When it came to random community testing where they picked 3,009 children below five in high malarial districts, 79.7 percent (2,397) of them tested positive something that tickled the researchers to do further tests on people that the positives live with. A total of 8,888 asymptomatic people were then tested with HS-RDTs coming out with 21.1 percent positives at 1,877.
Speaking at the launch of these findings on Wednesday, the Health Ministry Permanent Secretary, Dr Diana Atwine said they are now planning to start using the high sensitivity technology to follow up cases even those without symptoms in the community.
Atwine said the findings are an eye-opener for them to enroll even the asymptomatic on early treatment and avoid the possibility of re-infection which causes endless expenditure on care for individuals in the same household.
However, the study was conducted in the 65 districts affected by the recent upsurge of the disease in the regions of West Nile, Acholi, Lango, Busoga, Bunyoro, Buganda, Karamoja, Teso, Eastern and Western Uganda. In terms of statistics, malaria cases rose from about a million in June 2018 to 1.4 million in June 2019.

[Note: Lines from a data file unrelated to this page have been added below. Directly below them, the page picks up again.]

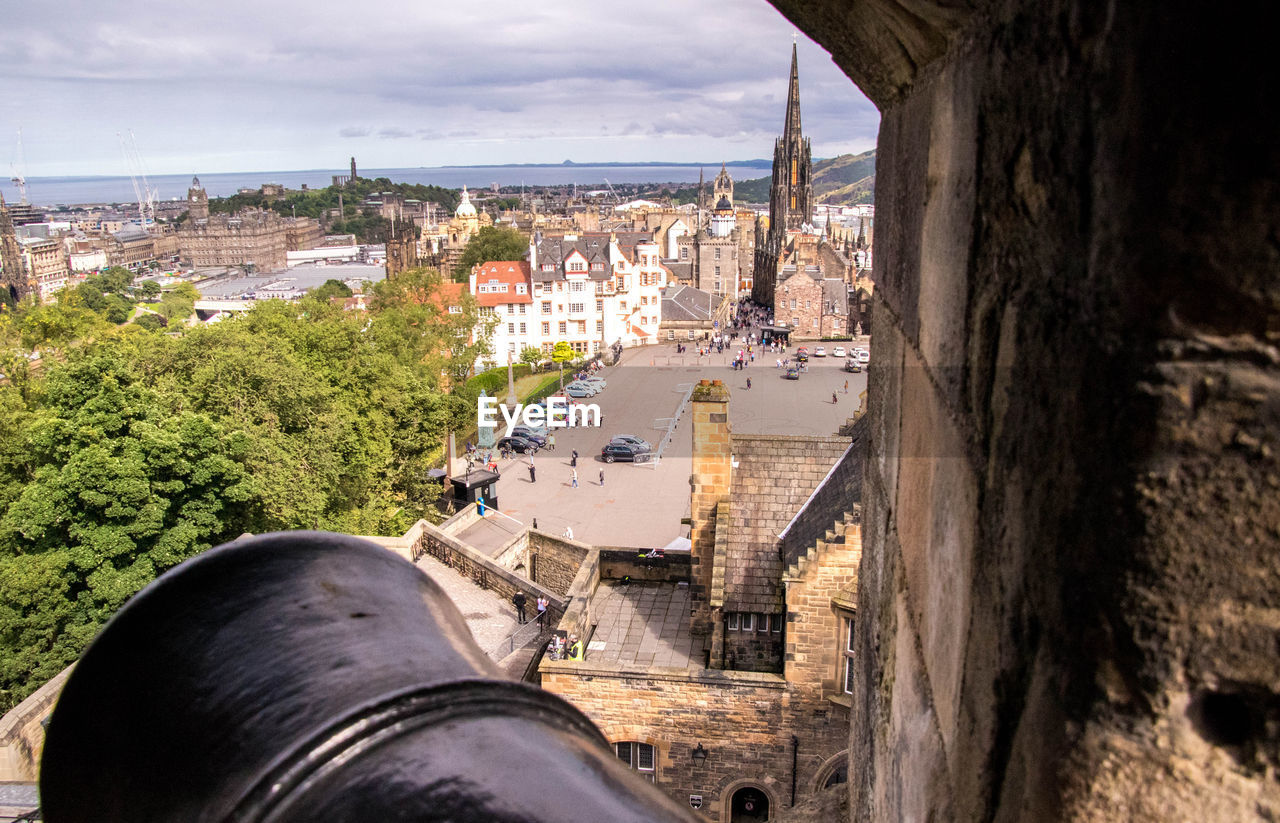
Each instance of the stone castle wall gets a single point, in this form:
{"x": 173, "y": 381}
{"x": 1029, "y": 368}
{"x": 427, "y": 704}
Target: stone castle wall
{"x": 745, "y": 721}
{"x": 1068, "y": 593}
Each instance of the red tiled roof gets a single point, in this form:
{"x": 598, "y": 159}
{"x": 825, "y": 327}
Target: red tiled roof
{"x": 503, "y": 273}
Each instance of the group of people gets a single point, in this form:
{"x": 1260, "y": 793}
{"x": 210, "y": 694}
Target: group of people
{"x": 558, "y": 647}
{"x": 520, "y": 602}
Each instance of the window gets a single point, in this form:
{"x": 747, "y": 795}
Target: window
{"x": 638, "y": 755}
{"x": 846, "y": 675}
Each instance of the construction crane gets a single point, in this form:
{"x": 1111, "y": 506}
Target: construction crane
{"x": 18, "y": 168}
{"x": 146, "y": 195}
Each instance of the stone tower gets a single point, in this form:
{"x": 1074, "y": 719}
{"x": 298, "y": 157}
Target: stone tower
{"x": 17, "y": 283}
{"x": 722, "y": 187}
{"x": 709, "y": 483}
{"x": 791, "y": 192}
{"x": 197, "y": 201}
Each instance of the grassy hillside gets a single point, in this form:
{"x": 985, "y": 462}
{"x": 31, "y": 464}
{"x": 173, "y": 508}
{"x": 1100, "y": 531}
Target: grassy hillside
{"x": 845, "y": 181}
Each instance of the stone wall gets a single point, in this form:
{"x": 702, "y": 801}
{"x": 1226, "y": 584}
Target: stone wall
{"x": 1068, "y": 594}
{"x": 712, "y": 453}
{"x": 553, "y": 562}
{"x": 745, "y": 722}
{"x": 22, "y": 731}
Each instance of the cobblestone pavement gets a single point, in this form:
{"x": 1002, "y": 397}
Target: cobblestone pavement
{"x": 489, "y": 617}
{"x": 640, "y": 506}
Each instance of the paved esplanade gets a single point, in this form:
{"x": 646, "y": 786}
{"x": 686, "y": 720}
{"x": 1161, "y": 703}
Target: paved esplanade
{"x": 640, "y": 506}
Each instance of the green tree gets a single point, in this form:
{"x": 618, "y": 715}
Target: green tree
{"x": 489, "y": 245}
{"x": 562, "y": 353}
{"x": 332, "y": 288}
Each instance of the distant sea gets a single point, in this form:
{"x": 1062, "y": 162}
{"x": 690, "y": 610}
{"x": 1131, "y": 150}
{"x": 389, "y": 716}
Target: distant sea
{"x": 54, "y": 191}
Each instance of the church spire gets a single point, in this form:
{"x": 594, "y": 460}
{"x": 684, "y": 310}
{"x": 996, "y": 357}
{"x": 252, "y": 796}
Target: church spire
{"x": 791, "y": 128}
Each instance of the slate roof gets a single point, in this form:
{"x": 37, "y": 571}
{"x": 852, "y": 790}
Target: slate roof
{"x": 771, "y": 483}
{"x": 837, "y": 493}
{"x": 835, "y": 297}
{"x": 503, "y": 273}
{"x": 684, "y": 303}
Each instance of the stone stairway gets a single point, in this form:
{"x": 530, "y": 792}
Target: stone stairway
{"x": 835, "y": 536}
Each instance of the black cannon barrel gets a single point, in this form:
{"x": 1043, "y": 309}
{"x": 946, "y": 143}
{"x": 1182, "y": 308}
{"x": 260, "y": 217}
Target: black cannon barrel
{"x": 310, "y": 676}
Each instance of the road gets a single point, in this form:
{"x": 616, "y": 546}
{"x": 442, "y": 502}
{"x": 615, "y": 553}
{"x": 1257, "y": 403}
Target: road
{"x": 641, "y": 506}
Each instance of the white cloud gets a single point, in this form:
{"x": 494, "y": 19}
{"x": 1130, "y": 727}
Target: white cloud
{"x": 245, "y": 86}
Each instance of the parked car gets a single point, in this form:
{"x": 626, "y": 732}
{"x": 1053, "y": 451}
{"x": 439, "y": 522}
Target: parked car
{"x": 529, "y": 434}
{"x": 519, "y": 444}
{"x": 620, "y": 451}
{"x": 632, "y": 439}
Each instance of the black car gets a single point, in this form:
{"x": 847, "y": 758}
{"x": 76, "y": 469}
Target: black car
{"x": 620, "y": 451}
{"x": 524, "y": 446}
{"x": 529, "y": 434}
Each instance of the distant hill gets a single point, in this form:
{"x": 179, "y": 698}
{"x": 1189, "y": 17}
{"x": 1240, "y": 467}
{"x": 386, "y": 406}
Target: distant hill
{"x": 844, "y": 181}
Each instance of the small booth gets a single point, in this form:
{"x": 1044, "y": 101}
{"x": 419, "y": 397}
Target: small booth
{"x": 769, "y": 334}
{"x": 474, "y": 484}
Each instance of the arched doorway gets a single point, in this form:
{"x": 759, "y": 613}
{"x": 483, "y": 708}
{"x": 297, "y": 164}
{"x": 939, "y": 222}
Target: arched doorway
{"x": 749, "y": 804}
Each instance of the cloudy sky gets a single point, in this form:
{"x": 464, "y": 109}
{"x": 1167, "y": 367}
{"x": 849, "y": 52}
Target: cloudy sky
{"x": 278, "y": 85}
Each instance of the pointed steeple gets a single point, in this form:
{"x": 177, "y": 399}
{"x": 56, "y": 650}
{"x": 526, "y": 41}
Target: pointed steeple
{"x": 791, "y": 128}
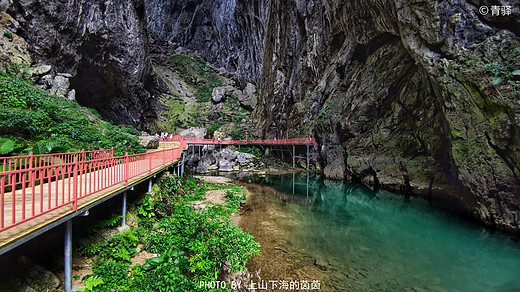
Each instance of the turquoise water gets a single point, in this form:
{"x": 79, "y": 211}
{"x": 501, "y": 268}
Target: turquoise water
{"x": 383, "y": 243}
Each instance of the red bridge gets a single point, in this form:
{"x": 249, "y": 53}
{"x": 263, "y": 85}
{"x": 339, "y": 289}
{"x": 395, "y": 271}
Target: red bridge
{"x": 40, "y": 192}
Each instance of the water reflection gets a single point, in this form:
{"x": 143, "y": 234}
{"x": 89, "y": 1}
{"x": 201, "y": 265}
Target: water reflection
{"x": 383, "y": 242}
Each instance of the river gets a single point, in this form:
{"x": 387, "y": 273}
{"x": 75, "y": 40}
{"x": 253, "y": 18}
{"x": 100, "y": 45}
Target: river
{"x": 346, "y": 237}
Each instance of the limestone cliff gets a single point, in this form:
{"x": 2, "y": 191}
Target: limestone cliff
{"x": 103, "y": 47}
{"x": 227, "y": 33}
{"x": 414, "y": 96}
{"x": 420, "y": 97}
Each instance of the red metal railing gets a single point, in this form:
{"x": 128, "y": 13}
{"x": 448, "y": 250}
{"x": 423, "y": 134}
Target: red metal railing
{"x": 252, "y": 142}
{"x": 33, "y": 185}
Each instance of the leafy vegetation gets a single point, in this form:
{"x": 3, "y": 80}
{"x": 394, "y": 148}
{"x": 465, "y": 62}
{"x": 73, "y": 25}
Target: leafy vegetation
{"x": 33, "y": 120}
{"x": 190, "y": 246}
{"x": 252, "y": 150}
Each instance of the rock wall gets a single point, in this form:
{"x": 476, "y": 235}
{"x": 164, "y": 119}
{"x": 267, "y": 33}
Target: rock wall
{"x": 402, "y": 95}
{"x": 102, "y": 45}
{"x": 227, "y": 33}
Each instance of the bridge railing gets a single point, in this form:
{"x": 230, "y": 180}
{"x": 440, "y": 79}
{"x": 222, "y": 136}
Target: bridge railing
{"x": 34, "y": 185}
{"x": 243, "y": 142}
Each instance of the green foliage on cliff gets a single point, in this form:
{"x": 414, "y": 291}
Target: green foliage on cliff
{"x": 196, "y": 74}
{"x": 42, "y": 123}
{"x": 190, "y": 246}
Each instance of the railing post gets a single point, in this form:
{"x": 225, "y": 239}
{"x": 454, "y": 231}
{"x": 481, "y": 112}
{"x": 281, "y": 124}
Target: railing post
{"x": 150, "y": 164}
{"x": 127, "y": 168}
{"x": 75, "y": 184}
{"x": 68, "y": 256}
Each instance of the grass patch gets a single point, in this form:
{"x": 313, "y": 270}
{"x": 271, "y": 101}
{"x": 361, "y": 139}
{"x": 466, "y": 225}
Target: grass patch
{"x": 191, "y": 246}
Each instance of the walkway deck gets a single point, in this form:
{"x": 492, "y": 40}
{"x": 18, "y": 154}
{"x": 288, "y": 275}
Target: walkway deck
{"x": 51, "y": 189}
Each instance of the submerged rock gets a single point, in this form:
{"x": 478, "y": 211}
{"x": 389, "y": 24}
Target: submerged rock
{"x": 194, "y": 132}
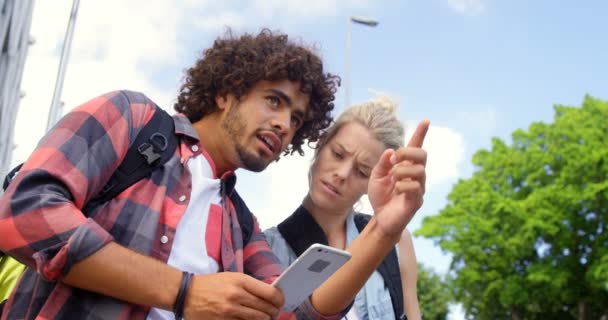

Among the strategies of reversing these figures, Dr Atwine says they plan to involve community health workers more for surveillance and having suspects tested early and enrolled on treatment.
To be able to accurately diagnose cases, she says under the study they were able to train health workers to assess whether they can use the HS-RDT test effectively and most of them had no major issues with using the mobile app and the tests.